Ali: Toplumun bir kere engelli bireylerin kendilerinden daha kırılgan olduğu algısını ya da kendilerinden daha çok özen gösterilmesi gereken, bütün sorunlarına el uzatılması gereken insanlar olduğu anlayışını bırakması lazım. Bu genç nesilde çok yok ama ihtiyarlar arasında daha yaygın bir yaklaşım. Ama gençler de o daha kibarca kimliğe bürünüyor. Atıyorum işte engelli olduğunuz için size daha sıcak yaklaşıyorlar. Bu da bir yerde bir ayrımcılık örneği. Biz tamamen eşitlik istiyoruz. Yani özellikle sokakta ellenmezsek çok memnun oluruz. Temas etmeden önce sorsalar daha güzel olacak. Şöyle bir durum var, kim tanımıyorum, kim bilmiyorum ben kendi halimde yürüyorum ve biri beni kolumdan tutup bana bir şey söylemeden yanımda yürüyor. “Bir şey mi vardı?” diye dönüyorum sonra hiçbir şey söylemeden gidiyor. Bazen diyorum çok mu kaba davranıyorum acaba? Okul bu konuda benim için çok iyi, kimse sormadan ellemiyor. Adım atamıyoruz bazı yerlerde ya. Çok çok kötü. Örnek olarak geçen Okmeydanı’na gittim… Ya Allah’ım, yirmi kişi sırayla böyle koluma girip bir şeyler… “Ya nereye gidiyorsun sen, yardım edeyim” çok kötüydü. Toplumun dikkat etmesi gereken şey: biz dilenci değiliz, kimseden kendilerinin vereceği bir şey talep etmiyoruz. Sokakta görüldüğümüz zaman para verilmek istemiyoruz. Burada insanlar şunu da yanlış anlıyor: ben öyle yapınca kötü bir tavır sergiliyorum ya, çünkü direkt hiçbir şey söylemeden geliyor bana dokunuyor koluma giriyor ben daha sert bir tavır gösteriyorum.
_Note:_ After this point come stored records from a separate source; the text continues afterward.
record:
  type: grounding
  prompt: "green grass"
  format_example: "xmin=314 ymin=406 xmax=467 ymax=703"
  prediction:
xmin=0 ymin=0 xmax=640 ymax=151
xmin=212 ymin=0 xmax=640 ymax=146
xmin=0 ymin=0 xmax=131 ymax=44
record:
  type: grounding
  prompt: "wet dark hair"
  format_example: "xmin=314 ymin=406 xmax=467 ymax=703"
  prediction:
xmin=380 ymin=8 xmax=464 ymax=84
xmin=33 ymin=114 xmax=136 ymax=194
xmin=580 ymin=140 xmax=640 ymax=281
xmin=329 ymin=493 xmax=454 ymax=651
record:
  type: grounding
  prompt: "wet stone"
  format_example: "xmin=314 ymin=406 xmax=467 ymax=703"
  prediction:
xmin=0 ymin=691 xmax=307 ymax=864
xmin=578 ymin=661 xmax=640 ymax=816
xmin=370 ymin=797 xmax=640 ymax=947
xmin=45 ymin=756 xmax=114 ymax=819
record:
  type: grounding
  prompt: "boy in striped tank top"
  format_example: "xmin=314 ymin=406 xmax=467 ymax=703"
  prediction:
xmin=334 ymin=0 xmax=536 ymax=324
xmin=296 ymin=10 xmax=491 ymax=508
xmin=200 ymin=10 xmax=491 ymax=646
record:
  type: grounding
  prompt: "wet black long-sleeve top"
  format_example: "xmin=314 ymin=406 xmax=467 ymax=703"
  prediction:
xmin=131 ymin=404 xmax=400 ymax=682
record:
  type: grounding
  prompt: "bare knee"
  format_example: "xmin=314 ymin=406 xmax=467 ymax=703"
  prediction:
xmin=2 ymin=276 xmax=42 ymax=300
Bu sefer “Aman,” diyor “bunlara iyilik yapmaya çalışıyoruz da faydası yok”. Bir süre sonra anlatmaktan sıkılıyorum bunu böyle yapmayın diye çünkü hep yaşıyorum. Burada biraz da şöyle kapsayıcı düşünmesi lazım. Ya sokakta normal yürüyen bir insanın koluna tak diye giremezsin değil mi? Bir şey söyleyeceksen de yanına yaklaşırsın sorarsın, yardım etmeyi düşünüyorsan gel sor. Bunu düşünmek çok zor değil aslında.
Bu dediklerinizde gerçekten çok haklısınız. Belki bu röportaj vesilesiyle bu konuda bir farkındalık oluşur ve insanlar daha dikkatli davranır. Tekrardan hepinize kıymetli zamanınızı ayırıp fikirlerinizi bizimle paylaştığınız için kulübümüz adına çok teşekkür ediyoruz, ağzınıza sağlık.